The following are scripts in GSP. To construct the given object:
1. open the script by clicking on the name
2. select required obejects (points, segments, etc.). Use a new sketch if you desire.
3. play script
centroid (G): the point where the medians of a triangle intersect.
orthocenter (H): the point where the lines containing the altitudes of a triangle intersect.
circumcenter (C): the center of the circle that contains the the vertices of a triangle. The vertices are equidistant from the circumcenter. The circumcenter is the intersection point of the perpendicular bisectors of the the sides of a triangle.
circumcircle: the circle "around" a triangle. The circumcircle passes through the vertices of the triangle. The center is the circumcenter of the triangle.
incenter (I): the center of the circle "inside" a triangle; that is, the circle within the triangle that is tangent to the sides of the triangle. The incenter is equidistant from the sides of the triangle. The incenter is the intersection point of the angle bisectors of the triangle.
triangle centers (H, G, C, I): orthocenter, centroid, circumcenter, and incenter of a triangle.
triangle centers with the Euler line: The Euler line is the line which contains H, G, and C of a triangle.
medial triangle: a triangle formed by connecting the midpoints of a triangle.
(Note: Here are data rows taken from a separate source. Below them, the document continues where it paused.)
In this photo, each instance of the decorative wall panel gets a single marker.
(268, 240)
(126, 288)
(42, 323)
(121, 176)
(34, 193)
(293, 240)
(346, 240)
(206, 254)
orthocenter/midsegment triangle: The midsegment triangle is the triangle whose vertices are the midpoints of the segments formed by connecting each of the vertices of a triangle and the orthocenter H (In triangle ABC: the midpoints of AH, BH, and CH form the vertices of the midsegment triangle.).
orthic triangle: the triangle whose vertices are the the feet of the altitudes of a triangle.
pedal triangle: given a triangle ABC and an arbitrary point P. Let R, S, and T be the feet (intersection points) of the lines through P which are perpendicular to the lines containing the sides of triangle ABC. R, S, and T are the vertices of the pedal triangle.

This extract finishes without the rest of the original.